Ahli waris A. Mu’thi menerima manfaat Jaminan Kecelakaan Kerja (JKK) Meninggal Dunia sebesar Rp70 juta.

Sedangkan ahli waris Rapuwan menerima manfaat Jaminan Kematian (JKM) sebesar Rp42 juta.

Dengan demikian, total santunan yang disalurkan kepada kedua keluarga mencapai Rp112 juta.

Kepala Kantor Wilayah BPJS Ketenagakerjaan Jateng dan DIY, Cahyaning Indriasari, mengatakan santunan tersebut menjadi bukti bahwa perlindungan jaminan sosial ketenagakerjaan benar-benar dirasakan manfaatnya oleh masyarakat.

“Program perlindungan pekerja rentan melalui DBHCHT merupakan bentuk nyata kehadiran negara dalam memberikan perlindungan kepada masyarakat yang bekerja di sektor informal. Ketika risiko terjadi, manfaat program ini dapat dirasakan langsung oleh keluarga yang ditinggalkan sehingga memberikan ketenangan dan perlindungan ekonomi. Santunan yang diserahkan hari ini menjadi bukti bahwa negara hadir melalui jaminan sosial ketenagakerjaan untuk melindungi pekerja dan keluarganya,” ujar Naning.

Menurutnya, pemanfaatan DBHCHT untuk perlindungan jaminan sosial ketenagakerjaan telah membantu memperluas cakupan perlindungan bagi pekerja informal di Jawa Tengah.

Program ini menyasar berbagai profesi yang memiliki tingkat kerentanan tinggi, seperti petani, tukang kebun, tukang las, nelayan, pedagang kecil, dan pekerjaan informal lainnya.

Melalui kepesertaan BPJS Ketenagakerjaan, para pekerja tersebut memperoleh perlindungan atas risiko kecelakaan kerja maupun kematian.
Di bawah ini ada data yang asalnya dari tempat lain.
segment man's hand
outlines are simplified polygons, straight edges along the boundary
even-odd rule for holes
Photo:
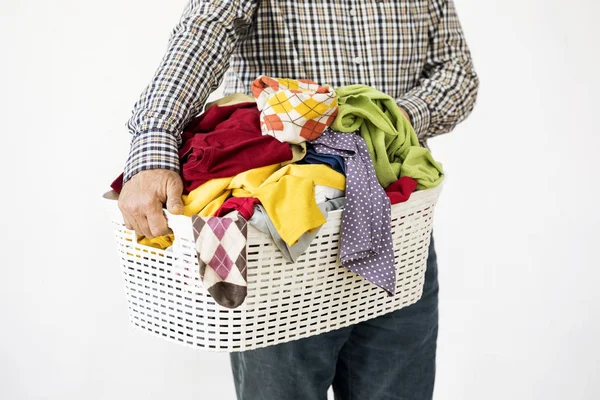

FGD yang digelar juga menjadi momentum memperkuat sinergi antara pemerintah pusat, Pemerintah Provinsi Jawa Tengah, pemerintah kabupaten/kota, dan BPJS Ketenagakerjaan.

Kolaborasi tersebut diharapkan dapat mengoptimalkan pemanfaatan DBHCHT sehingga semakin banyak pekerja rentan yang terlindungi oleh program jaminan sosial ketenagakerjaan.

Dalam kesempatan itu, BPJS Ketenagakerjaan turut menyampaikan belasungkawa kepada keluarga almarhum A. Mu’thi dan Rapuwan.

Lembaga tersebut berharap santunan yang diterima dapat membantu meringankan beban ekonomi keluarga yang ditinggalkan serta memberikan keberlanjutan perlindungan bagi ahli waris.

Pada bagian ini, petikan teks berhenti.